Umowa między stołecznym klubem, a Hasim została rozwiązana za porozumieniem obu stron. Obowiązywała od 4 czerwca, kiedy albański szkoleniowiec przejął drużynę mistrzów Polski po Stanisławie Czerczesowie. Hasi nie dostanie odszkodowania, którego żądał jeszcze kilka dni temu od klubu. Mówił o 1,5 milionie złotych, a – jak miał się dowiedzieć redaktor naczelny Sportowych Faktów WP Michał Kołodziejczyk – otrzyma mniej niż połowę tej kwoty.
– Rozstajemy się w zgodzie i z wzajemnym szacunkiem. Serdecznie dziękujemy trenerowi za przeprowadzenie drużyny przez eliminacje Ligi Mistrzów. Życzymy mu powodzenia w dalszej pracy – mówi prezes Legii – Bogusław Leśnodorski.
Czytaj także: Podsumowanie rundy jesiennej - Ekstraklasa 2013/2014
Rzeczywiście Hasi wprowadził najlepszy zespół w Polsce po 20 latach do Champions League. Na tym jednak kończą się sukcesy, które odniósł z warszawskim klubem. Legia w fatalnym stylu przegrała Superpuchar Polski (1:4 z Lechem Poznań), odpadła z Pucharu Polski, a w Ekstraklasie znajduje się po 9 meczach na 14. pozycji, z dziewięcioma oczkami na koncie. To najgorszy start warszawiaków od sezonu 1973/74.

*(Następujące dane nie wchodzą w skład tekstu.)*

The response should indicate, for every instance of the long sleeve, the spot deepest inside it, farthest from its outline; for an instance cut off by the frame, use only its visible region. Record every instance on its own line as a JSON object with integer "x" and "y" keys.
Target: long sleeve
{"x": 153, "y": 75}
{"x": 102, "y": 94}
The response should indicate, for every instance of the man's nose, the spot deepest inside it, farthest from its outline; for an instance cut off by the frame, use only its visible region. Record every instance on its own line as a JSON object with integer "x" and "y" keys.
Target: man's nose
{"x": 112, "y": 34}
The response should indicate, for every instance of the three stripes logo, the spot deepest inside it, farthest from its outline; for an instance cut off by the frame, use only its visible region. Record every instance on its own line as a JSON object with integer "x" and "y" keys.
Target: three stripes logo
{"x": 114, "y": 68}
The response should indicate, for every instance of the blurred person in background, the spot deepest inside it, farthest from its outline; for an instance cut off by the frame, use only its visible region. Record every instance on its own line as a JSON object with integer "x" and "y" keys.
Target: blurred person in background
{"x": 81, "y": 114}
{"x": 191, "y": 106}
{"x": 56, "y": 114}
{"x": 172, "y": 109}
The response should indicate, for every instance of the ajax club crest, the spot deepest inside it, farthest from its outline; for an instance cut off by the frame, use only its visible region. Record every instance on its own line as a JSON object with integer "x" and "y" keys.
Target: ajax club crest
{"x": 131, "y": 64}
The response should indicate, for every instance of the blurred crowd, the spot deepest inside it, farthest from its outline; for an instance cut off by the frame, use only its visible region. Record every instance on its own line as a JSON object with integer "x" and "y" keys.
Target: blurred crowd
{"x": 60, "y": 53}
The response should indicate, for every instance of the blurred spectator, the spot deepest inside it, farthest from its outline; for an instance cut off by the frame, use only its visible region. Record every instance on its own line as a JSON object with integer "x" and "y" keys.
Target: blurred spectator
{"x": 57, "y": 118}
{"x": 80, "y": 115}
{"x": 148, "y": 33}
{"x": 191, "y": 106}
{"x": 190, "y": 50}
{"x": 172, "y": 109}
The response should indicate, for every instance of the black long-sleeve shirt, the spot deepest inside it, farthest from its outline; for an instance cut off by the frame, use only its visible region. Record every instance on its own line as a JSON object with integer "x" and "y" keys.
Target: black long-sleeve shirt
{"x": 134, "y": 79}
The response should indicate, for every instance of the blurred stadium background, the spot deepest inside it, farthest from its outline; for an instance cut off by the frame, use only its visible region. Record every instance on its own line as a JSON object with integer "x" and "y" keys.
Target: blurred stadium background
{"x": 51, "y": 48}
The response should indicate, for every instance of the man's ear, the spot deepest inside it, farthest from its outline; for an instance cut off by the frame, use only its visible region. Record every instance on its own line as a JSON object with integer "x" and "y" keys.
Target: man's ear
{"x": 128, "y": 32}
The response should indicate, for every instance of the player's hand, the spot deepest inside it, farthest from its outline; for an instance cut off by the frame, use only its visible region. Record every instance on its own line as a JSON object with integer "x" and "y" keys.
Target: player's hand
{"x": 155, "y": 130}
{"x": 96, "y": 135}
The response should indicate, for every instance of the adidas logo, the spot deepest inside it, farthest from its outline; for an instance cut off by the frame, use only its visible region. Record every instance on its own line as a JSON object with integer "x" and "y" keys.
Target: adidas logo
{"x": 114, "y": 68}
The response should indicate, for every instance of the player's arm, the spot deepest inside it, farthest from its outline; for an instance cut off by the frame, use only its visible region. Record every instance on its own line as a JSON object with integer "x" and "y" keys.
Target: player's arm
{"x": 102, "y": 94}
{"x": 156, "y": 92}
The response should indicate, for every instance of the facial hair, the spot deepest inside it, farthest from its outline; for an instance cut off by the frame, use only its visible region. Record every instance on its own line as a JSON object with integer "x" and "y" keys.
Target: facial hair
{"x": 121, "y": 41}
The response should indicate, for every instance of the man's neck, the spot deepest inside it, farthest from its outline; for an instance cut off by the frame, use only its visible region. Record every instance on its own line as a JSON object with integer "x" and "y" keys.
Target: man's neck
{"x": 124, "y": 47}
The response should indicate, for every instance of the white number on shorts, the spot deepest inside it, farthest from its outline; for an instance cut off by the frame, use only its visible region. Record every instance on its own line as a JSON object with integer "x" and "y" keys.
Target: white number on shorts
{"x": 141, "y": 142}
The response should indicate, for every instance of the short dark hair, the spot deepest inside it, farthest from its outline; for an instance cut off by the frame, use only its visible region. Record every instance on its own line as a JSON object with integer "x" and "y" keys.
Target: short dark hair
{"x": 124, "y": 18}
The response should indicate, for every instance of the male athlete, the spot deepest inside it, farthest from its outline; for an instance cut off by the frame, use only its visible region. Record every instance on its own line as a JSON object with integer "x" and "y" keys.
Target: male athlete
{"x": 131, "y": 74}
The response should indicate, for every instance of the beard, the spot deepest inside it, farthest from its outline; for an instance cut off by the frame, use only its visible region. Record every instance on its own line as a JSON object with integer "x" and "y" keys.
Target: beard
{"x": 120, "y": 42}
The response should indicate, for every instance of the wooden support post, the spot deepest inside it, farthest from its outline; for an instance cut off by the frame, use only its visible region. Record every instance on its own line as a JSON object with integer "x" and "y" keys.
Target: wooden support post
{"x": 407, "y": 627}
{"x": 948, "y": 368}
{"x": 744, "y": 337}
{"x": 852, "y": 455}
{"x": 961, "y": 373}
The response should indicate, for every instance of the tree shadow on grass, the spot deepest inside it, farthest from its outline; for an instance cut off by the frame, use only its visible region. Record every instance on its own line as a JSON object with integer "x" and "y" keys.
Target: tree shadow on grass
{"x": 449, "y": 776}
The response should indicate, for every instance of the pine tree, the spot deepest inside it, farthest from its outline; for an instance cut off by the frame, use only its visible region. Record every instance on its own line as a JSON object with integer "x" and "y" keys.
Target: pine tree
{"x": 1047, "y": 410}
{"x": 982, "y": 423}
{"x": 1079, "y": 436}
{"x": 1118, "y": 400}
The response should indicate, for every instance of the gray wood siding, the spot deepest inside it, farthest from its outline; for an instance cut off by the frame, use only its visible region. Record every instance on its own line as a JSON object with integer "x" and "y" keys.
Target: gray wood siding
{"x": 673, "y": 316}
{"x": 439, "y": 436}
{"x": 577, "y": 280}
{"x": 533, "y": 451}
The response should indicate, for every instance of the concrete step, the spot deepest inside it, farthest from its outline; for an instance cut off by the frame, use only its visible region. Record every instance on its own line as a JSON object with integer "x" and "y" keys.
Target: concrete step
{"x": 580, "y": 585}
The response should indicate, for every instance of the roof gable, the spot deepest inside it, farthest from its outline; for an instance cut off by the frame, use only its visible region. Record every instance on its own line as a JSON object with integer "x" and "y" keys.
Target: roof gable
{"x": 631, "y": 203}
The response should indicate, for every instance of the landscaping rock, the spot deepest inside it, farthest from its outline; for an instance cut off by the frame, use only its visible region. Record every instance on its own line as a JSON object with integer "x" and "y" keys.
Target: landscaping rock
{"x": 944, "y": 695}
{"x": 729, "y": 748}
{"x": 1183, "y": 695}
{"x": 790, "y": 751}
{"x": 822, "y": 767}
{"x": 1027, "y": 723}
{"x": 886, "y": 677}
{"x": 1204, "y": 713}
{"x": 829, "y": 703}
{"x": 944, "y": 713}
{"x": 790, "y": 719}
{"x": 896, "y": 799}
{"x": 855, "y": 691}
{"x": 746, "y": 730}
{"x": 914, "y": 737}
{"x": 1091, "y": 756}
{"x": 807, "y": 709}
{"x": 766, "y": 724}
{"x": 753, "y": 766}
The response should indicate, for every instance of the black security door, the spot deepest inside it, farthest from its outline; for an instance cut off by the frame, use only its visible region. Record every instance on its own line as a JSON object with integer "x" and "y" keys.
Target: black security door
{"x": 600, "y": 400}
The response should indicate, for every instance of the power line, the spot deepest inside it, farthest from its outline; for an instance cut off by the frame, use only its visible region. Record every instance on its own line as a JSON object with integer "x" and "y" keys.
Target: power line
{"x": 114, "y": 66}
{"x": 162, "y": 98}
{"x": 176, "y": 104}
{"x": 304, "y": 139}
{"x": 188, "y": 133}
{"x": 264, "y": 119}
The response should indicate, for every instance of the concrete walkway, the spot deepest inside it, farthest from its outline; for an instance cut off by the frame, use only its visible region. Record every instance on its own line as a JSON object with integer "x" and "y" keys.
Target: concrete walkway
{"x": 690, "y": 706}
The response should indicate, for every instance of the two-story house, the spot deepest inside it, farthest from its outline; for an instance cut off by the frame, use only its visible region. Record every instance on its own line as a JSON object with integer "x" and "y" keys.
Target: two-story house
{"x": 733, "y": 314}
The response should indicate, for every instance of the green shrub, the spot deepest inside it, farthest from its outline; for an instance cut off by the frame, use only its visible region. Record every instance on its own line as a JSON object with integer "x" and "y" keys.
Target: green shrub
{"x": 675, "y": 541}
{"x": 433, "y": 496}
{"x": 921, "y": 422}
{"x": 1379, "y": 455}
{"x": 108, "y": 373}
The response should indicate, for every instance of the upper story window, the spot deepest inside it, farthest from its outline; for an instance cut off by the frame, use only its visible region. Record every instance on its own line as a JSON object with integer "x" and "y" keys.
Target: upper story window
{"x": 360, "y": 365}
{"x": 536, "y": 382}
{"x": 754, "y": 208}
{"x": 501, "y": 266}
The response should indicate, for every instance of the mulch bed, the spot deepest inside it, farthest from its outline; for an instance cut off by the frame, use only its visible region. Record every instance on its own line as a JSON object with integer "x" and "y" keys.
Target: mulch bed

Kto zastąpi Hasiego? Tymczasowo jego miejsce zajmuje Alaksandar Vuković – były asystent na ławce Legii, a także wieloletni piłkarz Wojskowych. Na dłuższą metę z zespołem rozpocząć ma pracę Jacek Magiera. Władze klubu jednak na razie nie potwierdzają tej informacji.